Le rapport de la Competition and Markets Authority (CMA) souligne que les éditeurs de presse ont subi une baisse de trafic depuis le déploiement des résumés générés par IA, ces derniers apparaissant en tête des résultats de recherche et incitant moins les internautes à cliquer vers les articles originaux. Pour remédier à cela, l'organisme de surveillance exige que Google offre aux éditeurs un « choix significatif » quant à l'utilisation de leur contenu, exige une plus grande transparence sur le processus et demande que les sources soient correctement citées.
Will Hayter, directeur exécutif des marchés numériques à la CMA, a déclaré que ces mesures sont essentielles pour soutenir la « viabilité à long terme » des éditeurs, aider le public à vérifier les sources et renforcer la confiance envers les résultats générés par l'IA.
En réponse, Google a affirmé vouloir collaborer avec l'autorité de régulation.

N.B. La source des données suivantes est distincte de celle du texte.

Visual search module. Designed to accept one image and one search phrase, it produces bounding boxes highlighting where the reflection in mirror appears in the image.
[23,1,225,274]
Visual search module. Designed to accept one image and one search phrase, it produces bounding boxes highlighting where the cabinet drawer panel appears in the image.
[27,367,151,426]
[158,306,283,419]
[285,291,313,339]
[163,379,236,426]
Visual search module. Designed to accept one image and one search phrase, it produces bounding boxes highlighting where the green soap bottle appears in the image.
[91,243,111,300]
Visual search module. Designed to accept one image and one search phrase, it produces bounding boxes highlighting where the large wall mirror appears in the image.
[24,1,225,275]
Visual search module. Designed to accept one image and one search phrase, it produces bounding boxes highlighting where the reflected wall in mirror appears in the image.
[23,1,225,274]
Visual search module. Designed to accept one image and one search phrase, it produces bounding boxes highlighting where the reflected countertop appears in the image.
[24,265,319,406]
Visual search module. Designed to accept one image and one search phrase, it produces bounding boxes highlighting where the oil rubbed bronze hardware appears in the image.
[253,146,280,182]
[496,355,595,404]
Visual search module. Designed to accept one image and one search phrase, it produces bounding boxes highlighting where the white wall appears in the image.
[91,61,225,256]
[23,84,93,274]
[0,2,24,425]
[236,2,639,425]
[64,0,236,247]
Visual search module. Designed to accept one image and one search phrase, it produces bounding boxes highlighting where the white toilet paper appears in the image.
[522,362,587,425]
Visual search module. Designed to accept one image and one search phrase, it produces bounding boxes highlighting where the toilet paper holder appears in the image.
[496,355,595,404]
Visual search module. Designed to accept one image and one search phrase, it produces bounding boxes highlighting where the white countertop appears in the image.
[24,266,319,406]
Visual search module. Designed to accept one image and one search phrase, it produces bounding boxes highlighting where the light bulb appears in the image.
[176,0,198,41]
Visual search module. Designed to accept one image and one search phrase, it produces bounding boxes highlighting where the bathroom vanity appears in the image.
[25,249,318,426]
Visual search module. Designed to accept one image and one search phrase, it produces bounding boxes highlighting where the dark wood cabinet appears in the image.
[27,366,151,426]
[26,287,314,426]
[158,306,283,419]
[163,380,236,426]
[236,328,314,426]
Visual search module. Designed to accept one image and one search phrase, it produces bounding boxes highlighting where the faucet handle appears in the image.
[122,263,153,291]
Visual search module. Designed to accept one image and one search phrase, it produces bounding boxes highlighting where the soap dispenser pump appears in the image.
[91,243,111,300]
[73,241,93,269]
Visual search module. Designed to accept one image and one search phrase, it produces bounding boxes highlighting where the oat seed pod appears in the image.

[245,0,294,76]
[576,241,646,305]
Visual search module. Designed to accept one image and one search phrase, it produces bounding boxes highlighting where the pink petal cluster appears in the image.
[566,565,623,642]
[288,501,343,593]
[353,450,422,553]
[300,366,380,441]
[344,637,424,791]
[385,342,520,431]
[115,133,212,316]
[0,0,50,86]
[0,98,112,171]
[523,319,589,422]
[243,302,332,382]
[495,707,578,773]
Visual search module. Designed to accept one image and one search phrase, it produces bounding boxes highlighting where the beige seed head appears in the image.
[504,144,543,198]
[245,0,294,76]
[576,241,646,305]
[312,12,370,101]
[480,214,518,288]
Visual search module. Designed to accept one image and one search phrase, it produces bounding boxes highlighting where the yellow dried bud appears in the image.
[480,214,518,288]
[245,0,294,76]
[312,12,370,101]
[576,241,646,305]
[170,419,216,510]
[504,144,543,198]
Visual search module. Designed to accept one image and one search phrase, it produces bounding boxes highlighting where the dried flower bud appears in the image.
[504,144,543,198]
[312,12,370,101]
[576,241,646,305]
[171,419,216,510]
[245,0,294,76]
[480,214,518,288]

Ron Eden, responsable de la gestion des produits chez Google, a indiqué dans un article de blog :
« Nous étudions actuellement des mises à jour de nos contrôles pour permettre aux sites de refuser spécifiquement les fonctionnalités de recherche par IA générative. »
Il a ajouté que l'objectif est de protéger l'utilité de la recherche tout en fournissant aux sites web des outils pour gérer leur contenu. Outre la question de l'IA, la CMA recommande que Google classe ses résultats de recherche de manière équitable, sans favoriser les sites ayant des accords commerciaux avec l'entreprise. L'autorité propose également de faciliter le changement de moteur de recherche par défaut sur les appareils Android et le navigateur Chrome.
Le régulateur rendra sa décision finale après une période de consultation qui prendra fin le 25 février. L'issue de cette procédure déterminera l'équilibre futur entre l'innovation technologique de Google et la protection des droits des créateurs de contenu en ligne.